Итак, что же мне делать?

Для начала прикинуть ресурсы. Энергии в скафандре хватит на двенадцать часов, вдобавок можно прихватить батареи из флуггера. Допустим, это сутки активной ходьбы. Учитывая, что двадцать четыре часа я идти не смогу, то полтора дня я пробуду под защитой весьма надежной скорлупки, и только потом она превратится в полуторацентнеровый якорь.

Пистолет. Куцый набор выживания: аптечка, веревка, нож, компас, сухпай, наручный планшет, фонарь, зажигалка. Даже сигарет нету — все оставил у палубных техников.

Далеко я так уйду? В таких-то джунглях? Однозначно, нет.

Значит, надо что? Надо отставить панику и сидеть в кабине. Здесь по крайней мере работает маяк и есть шанс, что меня услышат и найдут. Кроме того, здесь безопасно и никакие чудеса местной эволюции не сумеют меня схомячить.

А если не услышат?

Через пару дней у меня закончится вода и придется шагать в сторону ближайшего клонского поселения тысячу километров. Полтора месяца в джунглях. В лучшем случае полтора. Потому как темп двадцать километров в день на такой местности — это утопия.

И ведь не факт еще, что наотарская псевдоживность годится в пищу…

Я живо представил, как года через два клонская геологоразведка натыкается на мои дочиста обглоданные косточки и хоронит их по зороастрийским обычаям в умеренно почетной обстановке. Опознавательный жетон передают военным Российской Директории, и мое имя высекают на памятной доске, что на Аллее Героев. Одна судьба — две могилы.

Меня передернуло. Вот как плохо иметь развитое воображение!

Решено, робинзонаду оставим на самый крайний случай.

Я решил прогуляться по просеке, которую так ловко вывалил «Горыныч» при аварийной посадке. В конце концов, когда за мной прилетят, надо же как-то поспешествовать собственному спасению! Посадочную площадку подготовить, например. Или, я не знаю… сигнальные костры разложить?

Просека — метров триста изрубленных в капусту флорозоидов, дорожка солнечного света в империи вечного полумрака.

Изрядно парило. Датчики показывали сорок три градуса по Цельсию и девяносто восемь процентов влажности. Надо полагать, местные квазирастения затянут эту прореху за день-два, а может и быстрее, учитывая завидную подвижность некоторых экземпляров.

Я добрел до конца просеки и задумался. Костер — это хорошо. Только что здесь жечь? Лес-то в кавычках, древесиной здесь и не пахнет. Допустим, если полить химтопливом от вспомогательного газогенератора, загорится и здешняя трава-переросток. Но вот вопрос: как живой лес отнесется к огню? А вдруг он его зальет соком, задушит лиловым туманом — дыханием здешних бамбуков, а меня разорвет на куски хватательными корнями?

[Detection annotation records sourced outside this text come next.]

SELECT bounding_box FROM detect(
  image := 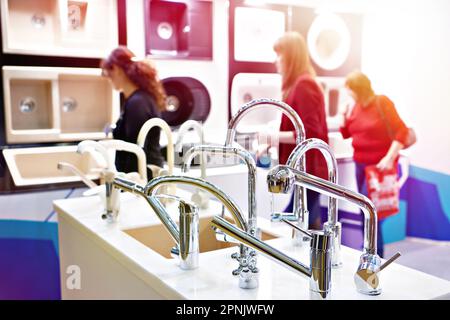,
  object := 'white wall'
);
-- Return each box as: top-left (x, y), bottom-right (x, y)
top-left (127, 0), bottom-right (228, 136)
top-left (362, 0), bottom-right (450, 174)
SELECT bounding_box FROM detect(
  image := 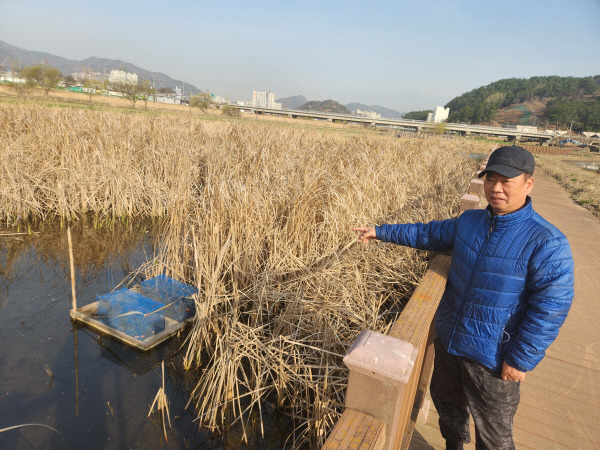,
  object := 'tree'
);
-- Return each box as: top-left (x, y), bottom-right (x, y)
top-left (22, 64), bottom-right (62, 97)
top-left (83, 80), bottom-right (98, 103)
top-left (139, 80), bottom-right (156, 109)
top-left (63, 75), bottom-right (77, 87)
top-left (190, 92), bottom-right (212, 112)
top-left (111, 83), bottom-right (142, 108)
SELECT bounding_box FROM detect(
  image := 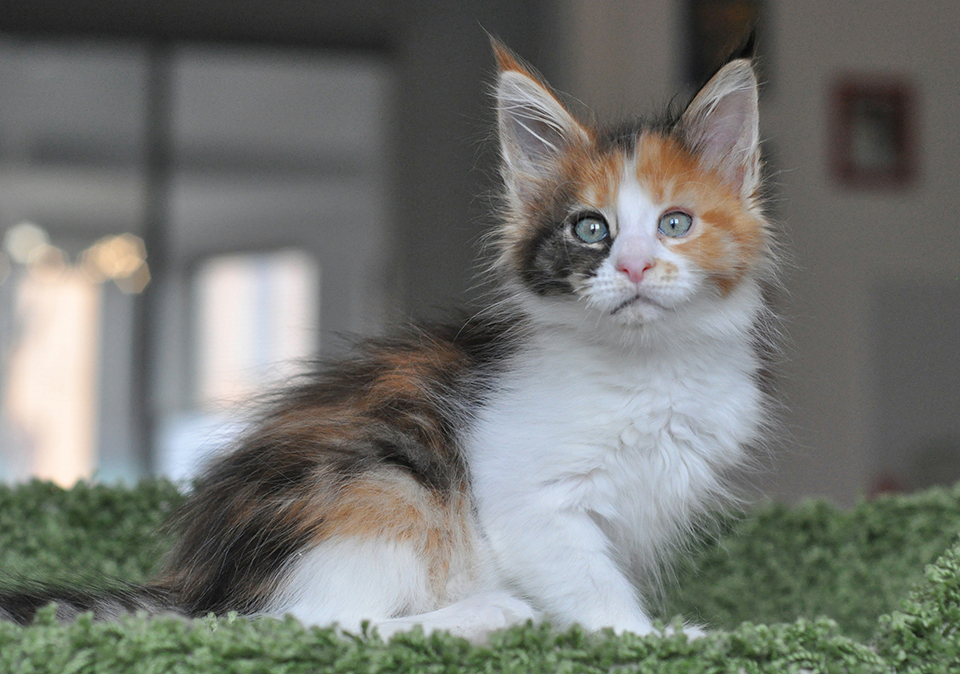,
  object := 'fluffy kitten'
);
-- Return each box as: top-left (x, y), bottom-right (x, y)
top-left (0, 45), bottom-right (772, 638)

И еще вопрос: как слить это топливо? Я же не техник, я пилот. Без специнструмента до баков не добраться. Да, одни вопросы.

Хорошо хоть голова занята насущными проблемами.

Когда я собрался возвращаться, произошло сразу два важных события: парсер сообщил, что засек неопознанный флуггер, который движется на малой высоте по направлению к нам — это раз; два — я обнаружил, что не могу ступить и шагу.

— Не понял! — громко сказал я.

— Что именно? — спросил парсер. — Уточняю: параметры флуггера определить не могу, направление юго-восток, скорость…

— Да какой флуггер! — заорал я. — Что с… эй! Эй! Выплюнь!

Последняя фраза, донельзя глупая, была адресована, понятное дело, не парсеру.

Справа от меня обнаружился папоротникообразный объект. Его листья обнимали меня за талию, над шлемом болтались штук двадцать красненьких глазок на стебельках, а центральная часть ствола раскрылась сверху вниз зубастой пастью. И вот эта пасть заглотила мою правую ногу целиком.

— Выплюнь! Фу! — повторил я.

Папоротник не реагировал. Вот было бы интересно, если бы послушался!

— Зафиксирована кислотная атака поверхности, — сообщил скафандр. — Разновидность кислоты неизвестна. Агрессивность ее действия превосходит карборановую кислоту.